Novel Gatifloxacin3-Carboxamide Derivatives as Anti-Tumor Agents: Synthesis, Enantioseparation, and Molecular Docking

Background:: The drug's affinity to the identified target (protein/enzyme) is a critical characteristic in the development of a novel drug. Fluoroquinolone derivatives with a carboxylic group change have improved antimicrobial and anticancer activity while maintaining antibacterial activity similar to parent drugs. Aim:: The rationale upon which synthesis of the new compounds, evaluation of their anticancer activity with in silico study, and suggestion of their mechanism of action is presented in this paper.

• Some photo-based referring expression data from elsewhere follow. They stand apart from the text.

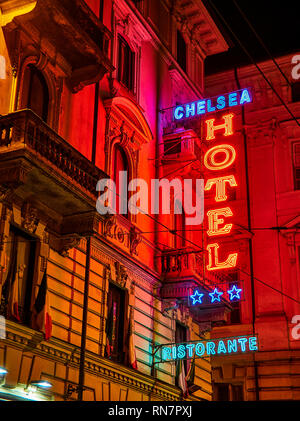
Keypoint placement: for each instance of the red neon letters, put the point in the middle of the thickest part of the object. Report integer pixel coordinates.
(226, 156)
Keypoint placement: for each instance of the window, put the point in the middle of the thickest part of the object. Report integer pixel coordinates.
(35, 92)
(181, 51)
(296, 165)
(120, 163)
(181, 337)
(234, 317)
(228, 392)
(179, 219)
(126, 64)
(17, 288)
(296, 92)
(172, 146)
(117, 324)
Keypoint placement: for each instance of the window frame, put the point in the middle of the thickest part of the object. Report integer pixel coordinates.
(121, 356)
(132, 60)
(25, 309)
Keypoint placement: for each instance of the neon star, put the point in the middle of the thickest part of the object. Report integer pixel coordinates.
(234, 293)
(197, 297)
(215, 296)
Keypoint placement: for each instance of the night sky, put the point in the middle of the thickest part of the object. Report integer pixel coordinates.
(276, 22)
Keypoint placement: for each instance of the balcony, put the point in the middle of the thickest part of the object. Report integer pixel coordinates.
(37, 165)
(74, 31)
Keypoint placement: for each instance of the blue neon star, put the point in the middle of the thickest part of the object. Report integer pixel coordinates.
(234, 293)
(215, 296)
(197, 297)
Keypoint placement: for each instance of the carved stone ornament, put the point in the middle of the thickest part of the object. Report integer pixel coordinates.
(29, 218)
(66, 244)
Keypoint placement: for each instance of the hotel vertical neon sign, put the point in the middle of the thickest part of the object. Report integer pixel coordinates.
(219, 220)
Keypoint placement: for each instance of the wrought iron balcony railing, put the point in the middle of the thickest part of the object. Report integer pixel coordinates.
(25, 130)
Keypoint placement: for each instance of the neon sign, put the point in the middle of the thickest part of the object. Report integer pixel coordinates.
(218, 294)
(214, 104)
(205, 348)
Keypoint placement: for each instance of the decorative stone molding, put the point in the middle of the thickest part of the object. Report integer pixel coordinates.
(121, 274)
(29, 218)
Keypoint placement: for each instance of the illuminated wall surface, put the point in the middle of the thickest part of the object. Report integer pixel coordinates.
(73, 112)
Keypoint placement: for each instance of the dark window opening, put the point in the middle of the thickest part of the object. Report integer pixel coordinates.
(181, 51)
(172, 146)
(117, 324)
(35, 93)
(228, 392)
(126, 63)
(17, 288)
(296, 92)
(120, 163)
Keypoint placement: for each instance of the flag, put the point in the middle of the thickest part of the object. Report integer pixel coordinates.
(181, 379)
(42, 319)
(190, 377)
(131, 347)
(13, 300)
(109, 332)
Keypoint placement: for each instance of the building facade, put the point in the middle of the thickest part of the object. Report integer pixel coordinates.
(266, 209)
(82, 89)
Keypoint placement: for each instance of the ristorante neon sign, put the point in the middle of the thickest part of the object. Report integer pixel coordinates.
(218, 158)
(206, 348)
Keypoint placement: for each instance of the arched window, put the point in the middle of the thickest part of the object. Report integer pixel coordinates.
(35, 92)
(126, 64)
(179, 219)
(120, 163)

Methods:: This part describes the practical procedures used for the synthesis of four new gatifloxacin 3-carboxamide derivative, with their spectral data (UV-vis, IR, and 1H-NMR). The enantiosaparation and docking studies are presented and discussed. Results:: Four gatifloxacin 3-carboxamide derivatives were enantioseparated using a high-performance liquid chromatography approach using two distinct polysaccharide-based chiral stationary phases (CSPs). The baseline enantioseparation of all derivatives evaluated in this study was achieved using both coated and immobilized amylose columns. In silico molecular docking study, revealed that all compounds showed good docking score. Conclusion:: The novel Fluoroquinolone caboxamides derivatives could be repositioned as DNA topoisomerase II inhibitors, allowing them to be employed as anticancer agents, according to our in silico study. Experiments in vitro and in vivo are required to confirm their efficacy.